Why Fine-tuning Beats Prompting for Satellite AI

The Problem with Prompting Satellite Models

When I started working on flood detection, the natural first move was to try zero-shot inference with a large foundation model. The results were bad — not "needs tuning" bad, but "completely useless for emergency response" bad.

The reason isn't that foundation models are weak. It's that satellite imagery is genuinely different from the data these models were trained on.

Sentinel-2 imagery has six to thirteen spectral bands, including near-infrared and short-wave infrared wavelengths that are invisible to the human eye and completely absent from the natural image datasets that most vision models train on. When you ask a model to "find flooded areas" in a false-color composite where water appears in a hue that has no natural-language equivalent, prompting does nothing. The model has no concept to attach to your instruction.

What Fine-tuning Actually Does Here

Fine-tuning isn't about teaching the model new words — it's about teaching it a new sensory vocabulary.
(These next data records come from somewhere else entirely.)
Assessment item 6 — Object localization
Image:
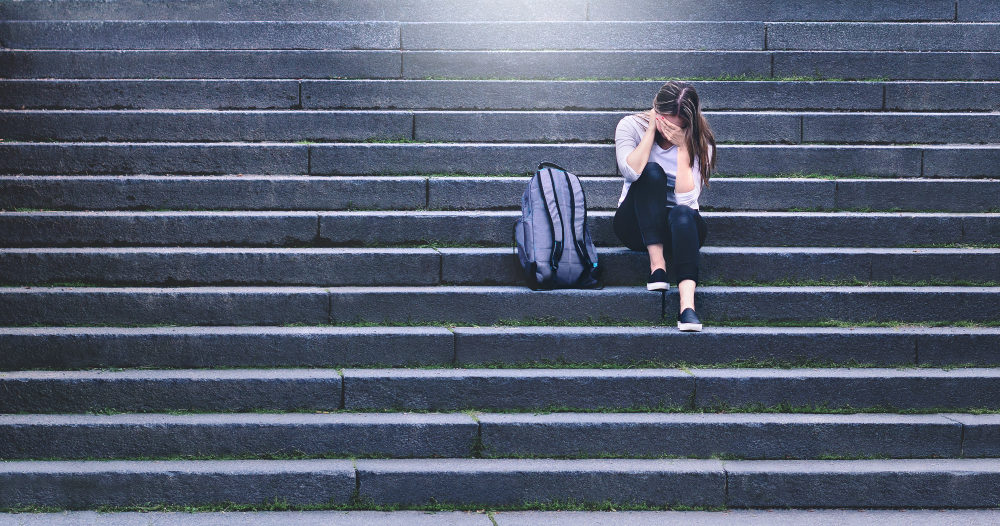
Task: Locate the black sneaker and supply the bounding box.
[677,308,701,332]
[646,268,670,290]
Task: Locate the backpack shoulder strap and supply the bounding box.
[537,163,565,276]
[564,172,596,267]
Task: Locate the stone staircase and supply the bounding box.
[0,0,1000,524]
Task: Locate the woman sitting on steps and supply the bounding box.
[613,81,715,331]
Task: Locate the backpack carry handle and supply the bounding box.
[535,161,566,172]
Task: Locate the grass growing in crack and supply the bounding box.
[0,500,728,516]
[45,400,1000,415]
[421,73,890,82]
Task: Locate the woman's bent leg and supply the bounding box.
[613,162,667,268]
[668,205,707,312]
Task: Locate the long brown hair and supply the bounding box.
[636,80,715,186]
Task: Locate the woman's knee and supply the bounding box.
[667,205,698,225]
[639,161,667,185]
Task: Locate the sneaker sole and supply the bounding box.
[677,322,701,332]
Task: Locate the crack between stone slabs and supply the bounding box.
[445,327,458,367]
[337,369,347,409]
[719,460,729,508]
[938,415,965,458]
[326,289,333,324]
[351,458,361,504]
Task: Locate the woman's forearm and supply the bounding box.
[625,120,656,173]
[674,145,694,193]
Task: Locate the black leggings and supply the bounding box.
[613,162,708,283]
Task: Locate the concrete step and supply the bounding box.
[0,458,1000,510]
[9,79,1000,111]
[0,286,1000,326]
[7,175,1000,212]
[0,459,1000,510]
[0,20,752,50]
[0,49,402,79]
[304,80,1000,111]
[0,413,1000,461]
[0,211,1000,247]
[0,368,1000,413]
[7,110,1000,144]
[0,509,1000,526]
[7,49,1000,80]
[338,368,1000,411]
[0,323,1000,371]
[0,413,478,460]
[0,0,968,22]
[0,20,400,50]
[0,369,342,413]
[11,20,1000,51]
[0,246,1000,286]
[0,141,1000,179]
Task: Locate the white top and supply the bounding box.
[615,115,715,210]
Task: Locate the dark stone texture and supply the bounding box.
[956,0,1000,22]
[357,459,726,506]
[0,175,427,211]
[454,328,916,365]
[479,413,962,459]
[692,368,1000,409]
[0,248,441,286]
[716,144,930,177]
[0,413,476,460]
[414,111,801,143]
[943,413,1000,458]
[832,179,1000,212]
[725,459,1000,508]
[0,460,355,510]
[588,0,965,22]
[426,177,840,210]
[0,110,413,142]
[924,148,1000,179]
[401,22,764,51]
[402,51,771,79]
[885,82,1000,111]
[0,369,341,413]
[771,51,1000,80]
[0,79,299,109]
[0,0,587,22]
[802,113,1000,144]
[0,327,455,371]
[0,212,317,246]
[0,142,309,174]
[0,20,398,50]
[0,211,976,247]
[0,287,330,326]
[0,50,401,79]
[767,23,1000,51]
[300,80,880,111]
[331,286,1000,324]
[309,143,617,175]
[917,329,1000,366]
[344,369,695,411]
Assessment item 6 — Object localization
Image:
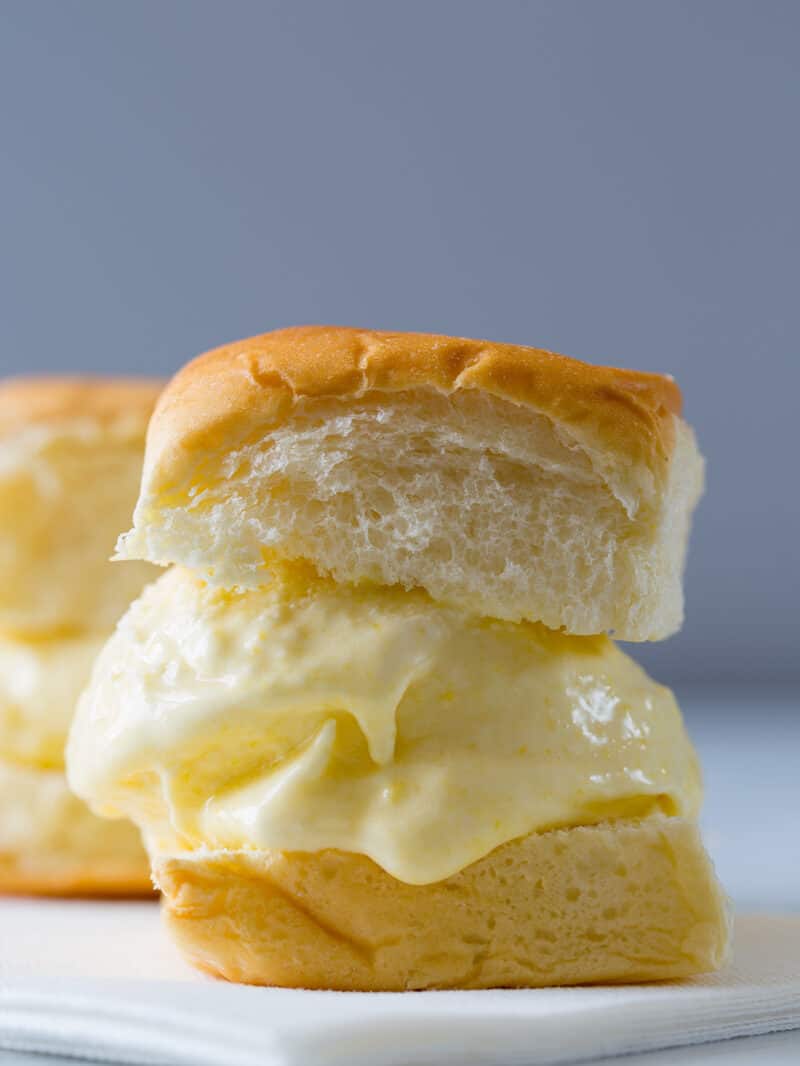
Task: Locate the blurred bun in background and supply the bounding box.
[0,377,160,894]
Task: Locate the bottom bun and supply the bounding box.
[154,818,730,991]
[0,762,153,895]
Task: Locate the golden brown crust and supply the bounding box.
[0,852,155,898]
[145,326,681,488]
[0,376,164,435]
[154,818,730,991]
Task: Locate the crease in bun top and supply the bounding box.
[118,326,703,641]
[0,377,162,892]
[68,327,727,988]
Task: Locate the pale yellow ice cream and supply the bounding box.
[68,568,701,884]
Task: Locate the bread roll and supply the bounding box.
[0,377,160,635]
[0,760,153,895]
[0,377,160,895]
[155,818,730,991]
[67,327,730,990]
[118,326,703,641]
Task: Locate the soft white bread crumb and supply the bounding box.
[119,329,703,641]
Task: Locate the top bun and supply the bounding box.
[118,326,703,641]
[0,377,163,635]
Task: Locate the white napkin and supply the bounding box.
[0,900,800,1066]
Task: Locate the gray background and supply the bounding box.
[0,0,800,682]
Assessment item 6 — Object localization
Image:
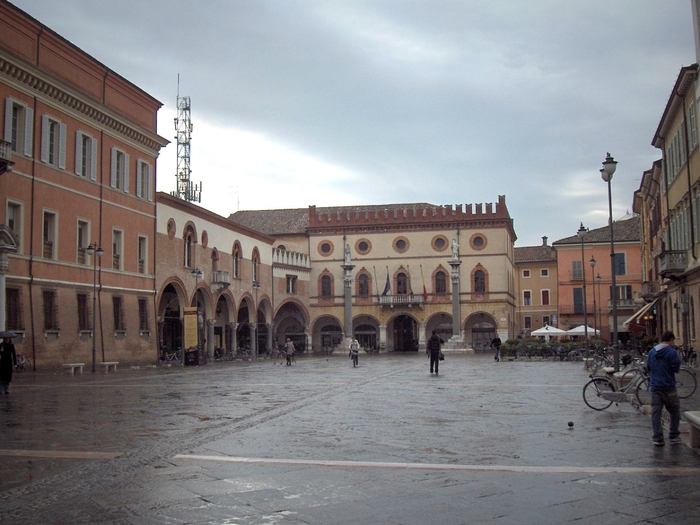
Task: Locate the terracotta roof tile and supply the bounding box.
[552,216,640,246]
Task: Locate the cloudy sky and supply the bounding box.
[13,0,696,246]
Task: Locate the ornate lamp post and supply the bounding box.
[600,153,620,371]
[595,274,603,339]
[577,223,588,350]
[85,242,105,372]
[588,256,598,334]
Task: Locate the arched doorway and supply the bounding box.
[392,315,418,352]
[273,301,308,352]
[464,313,497,352]
[313,316,343,354]
[158,284,183,359]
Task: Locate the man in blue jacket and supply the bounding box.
[647,331,681,447]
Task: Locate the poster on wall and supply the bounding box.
[184,306,198,349]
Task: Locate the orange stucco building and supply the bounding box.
[552,216,644,342]
[0,1,168,367]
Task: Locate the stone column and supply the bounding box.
[229,323,238,355]
[0,224,17,330]
[449,257,464,343]
[341,245,355,350]
[379,324,386,352]
[207,319,216,359]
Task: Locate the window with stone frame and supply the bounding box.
[41,290,59,331]
[112,295,126,332]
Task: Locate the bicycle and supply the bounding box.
[160,348,180,362]
[676,345,700,368]
[15,354,32,372]
[583,359,651,411]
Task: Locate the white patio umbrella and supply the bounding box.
[530,324,569,341]
[567,325,600,337]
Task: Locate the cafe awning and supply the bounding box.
[622,299,658,329]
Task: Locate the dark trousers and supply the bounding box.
[430,352,440,374]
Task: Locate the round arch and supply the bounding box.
[464,312,498,352]
[272,298,309,352]
[425,312,454,341]
[386,314,419,352]
[352,314,379,353]
[311,315,343,353]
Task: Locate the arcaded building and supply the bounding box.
[0,1,168,368]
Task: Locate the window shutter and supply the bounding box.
[148,164,153,202]
[58,122,68,170]
[75,131,87,176]
[4,98,15,142]
[24,107,34,157]
[90,138,97,180]
[41,115,49,162]
[136,160,143,198]
[124,153,129,193]
[109,147,117,188]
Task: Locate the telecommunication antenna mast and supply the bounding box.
[172,83,202,202]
When I fine-tuned Prithvi EO-2.0 on the Sen1Floods11 benchmark, the model learned:

That specific combinations of NIR and SWIR reflectance values correspond to open water
That the spatial texture of flooded rice paddies differs from flooded urban areas in ways that matter
That cloud shadows produce spectral signatures that look like water but aren't

None of this is expressible as a prompt. It's pattern recognition over a measurement space that has no human-readable analog.

The Numbers

The baseline Prithvi-2.0 model achieves 0.14 IoU on flood detection out of the box. After fine-tuning with a hybrid Dice + Focal loss function optimized for the severe class imbalance between flood and non-flood pixels, the same architecture achieves 0.72 IoU — a +437% improvement.

That jump isn't from better prompting. It's from showing the model 50,000 labeled satellite chips and letting it build internal representations that match the actual measurement physics.

When Prompting Does Work (and When It Doesn't)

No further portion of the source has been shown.